Thanks to funding from the Healthcare Foundation of Wilson, each VISTA has been placed at those partner agencies. The foundation’s funding also supports Cleveland’s job where she will oversee the volunteers and their projects.


“Our funding for the VISTA coordinator position and other components of this project will help support its collective impact and continue the great, collaborative approach in our community to improve the health and well-being of the people of greater Wilson,” said Denise O’Hara, executive director of Healthcare Foundation of Wilson.


The VISTA members also live at the poverty level while they are here working in the community. Barton College has also helped in providing the five members housing at no cost as well as a meal plan.


Cleveland said the members have to be prepared to walk the walk along with community members who are living in poverty.


“We don’t want them to come into the community as outsiders, but we want them to be able to relate,” Cleveland said, adding that it’s about them having a genuine experience and understanding the population they will work with on a day-to-day basis.


Cleveland said in communities like Wilson, young people learn a sense of community and how that coincides with making a difference in the lives of those most vulnerable.


“I really care about the people and what they are experiencing,” she said.


BUILDING COMMUNITIES


Cleveland said she left college her junior year because she wasn’t sure what she wanted to do with her life. She then joined AmeriCorps and has served in multiple capacities in three of its branches over the past 2 ½ years. In addition to supervising the five VISTA members, she’s finishing up her degree at UNC Pembroke.


“I found myself through the program,” Cleveland said. “I really want to spend my life helping others. I think the program helped me figure out who I was and what I wanted to do. I feel indebted to it.”


Cleveland said VISTA members are supposed to eventually work themselves out of a job.


“The VISTA should help build the capacity of the community they are serving and the organization so that when they leave, their community is able to carry on that work without them and sustain it,” she said.


PARTNERS ARE EAGER


In 2015, the Institute of Emerging Issues named Wilson as one of five communities in its InnovateNC initiative, and in 2017, the institute named Wilson one of four Service Year NC communities, said Paula Benson, Wilson 20/20 Community Vision executive director.


“Wilson 20/20 is always eager to identify and participate in partnerships that improve our community, and the success of our application to become a Service Year NC community demonstrated, again, the ongoing commitment of our many local partners to work together. I believe the impact of this project will be significant, and these first five VISTA placements have already established an exciting pathway for us to be a model of excellence in the expansion of service year placements in North Carolina.”

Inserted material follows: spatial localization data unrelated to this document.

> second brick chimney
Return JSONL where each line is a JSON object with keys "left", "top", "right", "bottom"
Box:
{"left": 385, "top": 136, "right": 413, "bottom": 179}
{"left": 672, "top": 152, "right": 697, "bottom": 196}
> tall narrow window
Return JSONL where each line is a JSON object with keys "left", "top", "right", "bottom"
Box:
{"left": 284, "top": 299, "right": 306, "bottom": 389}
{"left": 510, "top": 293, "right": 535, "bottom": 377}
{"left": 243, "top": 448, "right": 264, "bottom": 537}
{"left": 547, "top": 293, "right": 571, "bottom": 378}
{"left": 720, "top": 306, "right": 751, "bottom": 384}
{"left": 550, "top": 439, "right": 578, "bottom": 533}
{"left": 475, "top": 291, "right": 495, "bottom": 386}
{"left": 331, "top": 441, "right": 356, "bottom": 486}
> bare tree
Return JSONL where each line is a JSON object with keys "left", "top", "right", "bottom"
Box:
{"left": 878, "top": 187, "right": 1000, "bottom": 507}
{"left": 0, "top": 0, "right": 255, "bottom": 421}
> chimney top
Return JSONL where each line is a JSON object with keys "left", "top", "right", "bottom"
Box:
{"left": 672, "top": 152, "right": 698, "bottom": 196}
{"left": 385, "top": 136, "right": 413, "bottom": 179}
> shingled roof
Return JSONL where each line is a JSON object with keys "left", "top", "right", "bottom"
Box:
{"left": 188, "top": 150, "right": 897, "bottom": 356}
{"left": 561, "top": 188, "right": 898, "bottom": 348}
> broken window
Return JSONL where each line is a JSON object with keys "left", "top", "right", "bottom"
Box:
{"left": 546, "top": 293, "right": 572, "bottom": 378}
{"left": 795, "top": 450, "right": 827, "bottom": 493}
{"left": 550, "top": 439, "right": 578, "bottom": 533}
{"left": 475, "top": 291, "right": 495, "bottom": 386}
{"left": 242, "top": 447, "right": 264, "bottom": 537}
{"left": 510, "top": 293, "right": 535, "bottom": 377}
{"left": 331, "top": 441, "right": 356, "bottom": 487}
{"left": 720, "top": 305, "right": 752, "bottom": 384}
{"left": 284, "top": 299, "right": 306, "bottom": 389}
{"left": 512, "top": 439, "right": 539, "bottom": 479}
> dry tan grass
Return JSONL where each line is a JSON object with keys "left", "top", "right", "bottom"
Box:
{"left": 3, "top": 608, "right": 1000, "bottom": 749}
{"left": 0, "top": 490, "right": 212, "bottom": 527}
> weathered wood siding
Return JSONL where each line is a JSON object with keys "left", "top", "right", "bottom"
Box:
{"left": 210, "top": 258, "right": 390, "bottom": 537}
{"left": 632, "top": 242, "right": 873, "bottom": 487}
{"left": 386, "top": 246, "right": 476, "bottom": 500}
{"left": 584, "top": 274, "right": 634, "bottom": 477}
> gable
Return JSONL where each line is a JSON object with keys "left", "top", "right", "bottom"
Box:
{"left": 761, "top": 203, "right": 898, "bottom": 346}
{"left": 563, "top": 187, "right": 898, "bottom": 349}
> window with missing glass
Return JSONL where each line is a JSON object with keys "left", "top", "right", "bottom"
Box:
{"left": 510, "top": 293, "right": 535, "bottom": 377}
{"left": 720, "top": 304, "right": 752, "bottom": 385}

Jessica Bailey, Wilson 20/20 Community Vision project manager, said local organizers could not be any more excited about the bringing this project to Wilson.


“Wilson 20/20 is optimistic about the placements and the work they will do this year addressing access to healthy food and care,” she said.


Judi Thurston, United Way of Wilson County executive director, said organizers are also grateful for the support they received from the Healthcare Foundation of Wilson, which awarded a two-year grant to the United Way to implement the AmeriCorps program.


“The United Way, Wilson 20/20 Community Vision and the Healthcare Foundation and our host agencies look at this opportunity as a way to continue our existing collaborative efforts and to move forward in building a strong foundation toward new efforts that will provide resources and opportunities to our citizens.”